The set up of this museum is very confusing and filled with lots ‘random’ sections, but it all comes together to create one cohesive story. Such as a Ducati motorbike, incredible pieces of art of the city, music and the composers, which all finished with a room filled with sculptures of significant women in Bologna’s history.
Palazzo Albergati
This art gallery was a stark contrast to the rest of the city, with its modern exhibitions and photography rather than paintings and sculptures. When I visited they had two exhibitions on, one being Sicily in the period of 1959-1961, and the other of Vincent Peters’ “timeless time”, which shows the beauty of black and white photography, fashion, models and beauty.
I chose to view Peters’ exhibit, as I have always loved black and white photography, but seeing this exhibition sparked my love for it again, the beauty that shines through without the distraction of colour. I love colour, however the elegance of his style of art was inspiring and influenced me to edit my photos this way.
Bologna, the city of churches, was an incredible experience. I have been to Italy before, to the north in the alps, Florence, and Rome, and although the last two are the closest in terms of history and culture, but even then its so vastly different.

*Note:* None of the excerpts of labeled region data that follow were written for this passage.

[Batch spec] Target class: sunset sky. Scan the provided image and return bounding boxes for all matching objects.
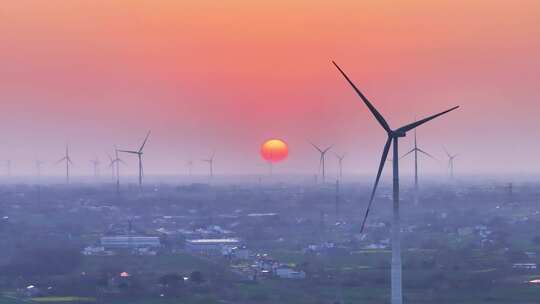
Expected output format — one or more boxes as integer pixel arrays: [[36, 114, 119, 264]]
[[0, 0, 540, 174]]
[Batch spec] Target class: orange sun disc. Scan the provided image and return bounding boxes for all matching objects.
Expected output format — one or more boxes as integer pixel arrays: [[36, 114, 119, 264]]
[[261, 139, 289, 163]]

Italian culture is so different in each section of the country, but still so distinctly Italy when they come together with their similarities.
Although I was only in this beautiful city for 32 hours, I accomplished a lot and do not think more than a few days is necessary, but Bologna is known for its food, such as the Spaghetti Bolognese but also other pasta’s, cheeses, and meats.
Bologna will always hold a special place in my heart, as it’s the place I found out the grade I was graduating with, standing sweating in the sun, stressing because I could not figure out how to find my grade, whilst waiting to climb the dreaded tower.